Court finds Washington County foreclosure lawsuit requires full hearing
The Arkansas Court of Appeals overturned and dismissed a foreclosure case on Thursday, saying a Washington County circuit judge should have reviewed a couple’s claims that they signed agreements under duress and that the actions of a bank had prevented them from repaying their loans.
The case involves many interrelated parties and entities and involves several loans, but the main players are Jacob and Paige Levitt, who appealed, and Today’s Bank, which seized their loans. The Levitts lost their business and home in foreclosures and bankruptcy actions.
The appeals court said Judge John Threet erred in granting summary judgment to the bank. The court said Threet should have looked at evidence the couple entered into a loan modification under duress, which could void the contract.
Jacob Levitt said in his affidavit that he was threatened by bank officials with civil and criminal lawsuits if the Levitts did not immediately place their home as collateral. The Levitts also alleged that the bank threatened to file a foreclosure suit if it refused to change the terms of the loan.
“We believe the circuit court erred in finding that the facts were not sufficient to constitute duress or at least in finding that there was no dispute of material fact,” the court said. call. “Here, the evidence in support of the Levitts’ coercion claim was sufficient to raise material factual issues to survive summary judgment.”
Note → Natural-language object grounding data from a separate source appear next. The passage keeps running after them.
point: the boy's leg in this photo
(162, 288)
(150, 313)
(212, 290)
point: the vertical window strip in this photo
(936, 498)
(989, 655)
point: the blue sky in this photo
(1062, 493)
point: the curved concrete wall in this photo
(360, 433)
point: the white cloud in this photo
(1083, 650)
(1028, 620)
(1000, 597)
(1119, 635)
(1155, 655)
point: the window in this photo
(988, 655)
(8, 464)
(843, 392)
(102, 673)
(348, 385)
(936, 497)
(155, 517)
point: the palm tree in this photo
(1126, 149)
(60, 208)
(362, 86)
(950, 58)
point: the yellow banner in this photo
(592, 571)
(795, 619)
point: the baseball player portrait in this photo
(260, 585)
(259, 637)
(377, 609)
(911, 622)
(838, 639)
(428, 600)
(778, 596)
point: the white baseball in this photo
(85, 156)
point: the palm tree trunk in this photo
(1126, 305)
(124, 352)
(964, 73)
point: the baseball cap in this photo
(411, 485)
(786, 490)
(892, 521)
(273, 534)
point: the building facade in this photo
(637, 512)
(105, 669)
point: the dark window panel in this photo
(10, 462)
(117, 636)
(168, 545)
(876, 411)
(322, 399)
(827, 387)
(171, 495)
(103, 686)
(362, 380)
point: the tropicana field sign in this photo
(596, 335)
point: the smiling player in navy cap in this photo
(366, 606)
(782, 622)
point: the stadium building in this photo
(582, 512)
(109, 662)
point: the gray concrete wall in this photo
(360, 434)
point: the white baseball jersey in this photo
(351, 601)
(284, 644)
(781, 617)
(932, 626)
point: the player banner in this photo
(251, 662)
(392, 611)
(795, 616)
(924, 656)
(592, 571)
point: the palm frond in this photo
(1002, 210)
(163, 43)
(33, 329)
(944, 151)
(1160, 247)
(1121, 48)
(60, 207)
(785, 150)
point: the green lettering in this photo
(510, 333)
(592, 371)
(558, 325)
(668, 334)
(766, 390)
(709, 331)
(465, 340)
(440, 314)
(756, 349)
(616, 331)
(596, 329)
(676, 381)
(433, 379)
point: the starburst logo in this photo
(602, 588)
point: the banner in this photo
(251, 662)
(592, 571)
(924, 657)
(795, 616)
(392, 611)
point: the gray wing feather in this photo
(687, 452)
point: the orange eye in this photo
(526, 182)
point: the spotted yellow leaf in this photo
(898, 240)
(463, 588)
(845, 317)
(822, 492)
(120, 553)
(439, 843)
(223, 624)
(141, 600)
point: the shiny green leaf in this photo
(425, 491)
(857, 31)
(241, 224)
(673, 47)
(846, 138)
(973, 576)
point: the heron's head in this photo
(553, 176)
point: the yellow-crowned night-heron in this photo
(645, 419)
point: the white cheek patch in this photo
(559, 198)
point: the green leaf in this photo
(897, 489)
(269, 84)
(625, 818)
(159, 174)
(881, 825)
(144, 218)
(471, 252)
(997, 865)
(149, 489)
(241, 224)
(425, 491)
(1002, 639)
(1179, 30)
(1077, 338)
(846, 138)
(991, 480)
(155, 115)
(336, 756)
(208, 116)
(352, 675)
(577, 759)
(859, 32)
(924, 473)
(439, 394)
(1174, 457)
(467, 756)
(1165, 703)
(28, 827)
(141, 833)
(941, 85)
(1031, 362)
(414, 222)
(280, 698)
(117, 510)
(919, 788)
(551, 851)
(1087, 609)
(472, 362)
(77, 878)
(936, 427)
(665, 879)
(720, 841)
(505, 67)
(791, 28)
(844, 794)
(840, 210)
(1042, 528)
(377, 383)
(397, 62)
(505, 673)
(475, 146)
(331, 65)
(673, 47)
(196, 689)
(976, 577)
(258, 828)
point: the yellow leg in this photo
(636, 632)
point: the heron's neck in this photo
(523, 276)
The Levitts presented evidence that they only agreed to the loan modification after the bank threatened to bring criminal charges against them for the misrepresentations in a collateral agreement for a loan. They also said they were worried the bank would recall their note and foreclose on their home, the opinion said.
The bank’s claims that Levitts ratified the contract while remaining silent about the alleged duress until the bank initiated foreclosure proceedings are a matter for a jury to decide, the opinion says.
Likewise, the bank’s argument that the Levitts were not harmed by the modification of the loan but in fact benefited from its conversion to a traditional loan is open to interpretation and remains a question of fact to be decided by a jury. , according to the opinion.
Finally, the appeals court said the Levitts presented evidence that the bank failed to transfer the titles to the trailers the Levitts used in their business, resulting in the trailers being repossessed. The loss of the trailers devastated their business, resulting in an inability to repay their loans, the couple claimed. The court found that there were genuine issues of material fact as to whether the bank’s actions prevented the Levitts from performing the contracts.